Therapy only starts to work when you can give yourself the right to spend the time with the therapist dedicated to YOU. This feels selfish to you at the moment probably because you have spent so much time and mental energy dealing with your son. But what if you 'put your son outside of the room' and allowed yourself to put in to words how YOU feel. When therapy is 'in flow' you wouldn't even be aware of when your therapist speaks or stops speaking. You'd be less self conscious and using the time purely for your own needs. I don't write this as a criticism of you at all. It is very common for it to feel awkward to start with because you are not sure of the dynamic and also scared to open up. It may be worth persisting with the sessions and perhaps try to adopt the mindset of 'this is MY time' and see what emerges?

I would add that you need a therapist who is working for you, not your employer, too. It can work in some cases, but it adds time to work through the baggage of why they're seeing you and if it is about you or your employer's needs.

Confuuzed · 22/06/2025 16:29

I would look for a different type of therapy. EMDR is good for trauma.

SingtotheCat · 23/06/2025 09:48

@TwattergyThat’s a very incisive response.
I really am more selfish. I am 52, I am too old for this and would love to put DS “outside the room.”
He seems to panic when I do an ups the ante, to the extent he nearly lost his life in May and his friend did die.
Im co-opted in to an intense caring role that I actually didn’t sign up for as son is well into adulthood now. He is a bottomless pit and I want out of that pit. I love him and still want him around, but I can’t deal with his big adult problems he has created for himself.
I might lob myself into the sea at the weekend for the cold water swim, thanks.

OP posts:
WindySkiesAtNight · 23/06/2025 15:16

Hi, my DB was diagnosed with schizophrenia, lots of traumatic events. It took 15 years but eventually he was housed safely.

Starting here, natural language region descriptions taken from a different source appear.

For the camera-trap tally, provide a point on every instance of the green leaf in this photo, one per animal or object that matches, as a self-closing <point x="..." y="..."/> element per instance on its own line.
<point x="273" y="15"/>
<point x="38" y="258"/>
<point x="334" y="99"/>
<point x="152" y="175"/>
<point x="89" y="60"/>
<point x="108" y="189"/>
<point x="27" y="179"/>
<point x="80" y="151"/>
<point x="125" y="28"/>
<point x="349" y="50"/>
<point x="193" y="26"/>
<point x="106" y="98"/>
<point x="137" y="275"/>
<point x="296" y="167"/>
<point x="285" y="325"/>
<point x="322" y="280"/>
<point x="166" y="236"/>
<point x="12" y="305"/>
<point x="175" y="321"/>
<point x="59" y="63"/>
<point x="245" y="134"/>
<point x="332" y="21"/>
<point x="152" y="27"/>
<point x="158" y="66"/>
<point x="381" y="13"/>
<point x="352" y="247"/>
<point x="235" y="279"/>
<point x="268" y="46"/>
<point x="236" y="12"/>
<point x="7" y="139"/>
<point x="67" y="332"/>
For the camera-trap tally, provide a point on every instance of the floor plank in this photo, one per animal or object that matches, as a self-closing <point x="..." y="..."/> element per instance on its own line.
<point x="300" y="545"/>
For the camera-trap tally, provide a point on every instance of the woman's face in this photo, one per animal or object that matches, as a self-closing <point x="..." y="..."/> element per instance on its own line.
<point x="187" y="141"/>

I've hardly ever actually spoken about them because whats the point, can't change them, and don't want to relive it.

What I found really helpful was EMDR therapy. Had to fight very hard for it on the NHS but it was very helpful. Somatic therapies are helpful for trauma IMHO - swimming, restorative yoga, laughter yoga, TRE yoga, tapping etc.

I've also gone to online support groups for siblings with mental illness - is there something similar for parents?